Referencing C++ memory

Consider the following example:

feature_vector = graph.get_feature_vector(42)
del graph
print(feature_vector)

This will crash as feature_vector is holding a reference to memory that is owned by graph. This can lead to segmentation faults. Be careful to keep objects in memory that are referenced. If you need it use the copy=True option:

feature_vector = graph.get_feature_vector(10, copy=True)
del graph
print(feature_vector)  # no problem

Copying feature vectors will be slower.

Naming

Vertex = Feature Vector

Each vertex in the graph corresponds to a feature vector of the dataset.

Internal Index vs External Label

There are two kinds of indices used in a graph: internal_index and external_label. Both are integers and specify a vertex in a graph.

Internal Indices are dense, which means that every internal_index < len(graph) can be used. For example: If you add 100 vertices and remove the vertex with internal_index 42, the last vertex in the graph will be moved to index 42.

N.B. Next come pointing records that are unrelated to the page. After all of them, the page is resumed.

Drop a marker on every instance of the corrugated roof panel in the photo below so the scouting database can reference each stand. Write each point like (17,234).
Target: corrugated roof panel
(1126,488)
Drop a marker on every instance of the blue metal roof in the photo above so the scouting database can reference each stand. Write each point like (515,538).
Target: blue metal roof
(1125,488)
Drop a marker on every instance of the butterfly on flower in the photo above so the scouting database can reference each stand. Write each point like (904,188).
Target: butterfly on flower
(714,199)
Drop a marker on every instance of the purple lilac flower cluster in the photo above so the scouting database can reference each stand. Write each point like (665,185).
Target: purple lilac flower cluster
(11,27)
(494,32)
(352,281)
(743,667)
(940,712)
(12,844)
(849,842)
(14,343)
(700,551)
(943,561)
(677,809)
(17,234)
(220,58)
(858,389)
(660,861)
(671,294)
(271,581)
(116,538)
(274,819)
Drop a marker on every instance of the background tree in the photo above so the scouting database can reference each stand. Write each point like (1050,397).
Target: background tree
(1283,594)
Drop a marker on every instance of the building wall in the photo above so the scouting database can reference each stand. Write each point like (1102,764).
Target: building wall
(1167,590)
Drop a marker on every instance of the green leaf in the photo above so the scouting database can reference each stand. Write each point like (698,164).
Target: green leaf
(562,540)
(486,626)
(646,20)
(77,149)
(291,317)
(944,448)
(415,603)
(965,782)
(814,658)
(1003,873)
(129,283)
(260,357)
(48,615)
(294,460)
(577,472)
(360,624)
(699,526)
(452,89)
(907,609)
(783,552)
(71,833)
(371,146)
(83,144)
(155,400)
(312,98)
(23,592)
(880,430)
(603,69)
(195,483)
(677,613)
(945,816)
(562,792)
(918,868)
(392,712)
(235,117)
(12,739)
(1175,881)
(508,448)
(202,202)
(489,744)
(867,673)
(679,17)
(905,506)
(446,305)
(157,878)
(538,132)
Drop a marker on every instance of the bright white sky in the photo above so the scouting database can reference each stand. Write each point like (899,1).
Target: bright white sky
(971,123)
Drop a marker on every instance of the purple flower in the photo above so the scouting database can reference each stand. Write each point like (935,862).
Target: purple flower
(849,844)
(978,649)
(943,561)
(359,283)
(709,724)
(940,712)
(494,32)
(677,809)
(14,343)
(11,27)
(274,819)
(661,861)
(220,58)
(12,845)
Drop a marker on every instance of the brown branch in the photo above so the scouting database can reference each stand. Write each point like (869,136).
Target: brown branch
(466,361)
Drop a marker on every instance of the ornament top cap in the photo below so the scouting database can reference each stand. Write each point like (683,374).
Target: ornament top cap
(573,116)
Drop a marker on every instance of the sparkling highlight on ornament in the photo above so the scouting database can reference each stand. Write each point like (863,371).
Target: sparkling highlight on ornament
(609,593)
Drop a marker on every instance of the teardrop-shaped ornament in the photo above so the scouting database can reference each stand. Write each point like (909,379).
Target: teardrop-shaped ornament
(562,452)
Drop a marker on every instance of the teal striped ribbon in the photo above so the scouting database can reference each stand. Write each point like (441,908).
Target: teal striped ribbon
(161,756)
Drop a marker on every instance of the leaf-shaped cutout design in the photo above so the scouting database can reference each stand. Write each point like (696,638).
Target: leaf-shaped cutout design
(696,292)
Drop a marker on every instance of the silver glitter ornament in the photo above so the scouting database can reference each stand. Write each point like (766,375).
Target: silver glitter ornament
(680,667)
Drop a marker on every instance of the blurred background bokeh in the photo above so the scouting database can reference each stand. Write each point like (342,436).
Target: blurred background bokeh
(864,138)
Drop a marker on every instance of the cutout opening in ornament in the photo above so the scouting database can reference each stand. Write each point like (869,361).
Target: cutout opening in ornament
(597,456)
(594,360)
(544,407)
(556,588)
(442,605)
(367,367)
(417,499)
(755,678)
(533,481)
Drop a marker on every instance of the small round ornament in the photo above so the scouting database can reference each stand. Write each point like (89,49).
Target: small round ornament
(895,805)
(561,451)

In contrast, external label is a user defined identifier for each added vertex (see builder.add_entry(external_label, feature_vector)). Adding or Removing vertices to the graph will keep the connection between external labels and associated feature vector.

When you create the external labels by starting with 0 and increasing it for each entry by 1 and don't remove elements from the graph, external labels and internal indices are equal.

# as long as no elements are removed
# external labels and internal indices are equal
for i, vec in enumerate(data):
  builder.add_entry(i, vec)

Eps

TODO

Relative Neighborhood Graph / RNG-conform

TODO

Limitations

  • The python wrapper at the moment only supports float32 feature vectors.
  • The elements of a ResultSet are not sorted by distance.

Troubleshooting

BuildError: pybind11/typing.h:104:58: error: ‘copy_n’ is not a member of ‘std’

This is a pybind11 bug, that occurs when compiling it with gcc-14. Change the pybind version to 2.12.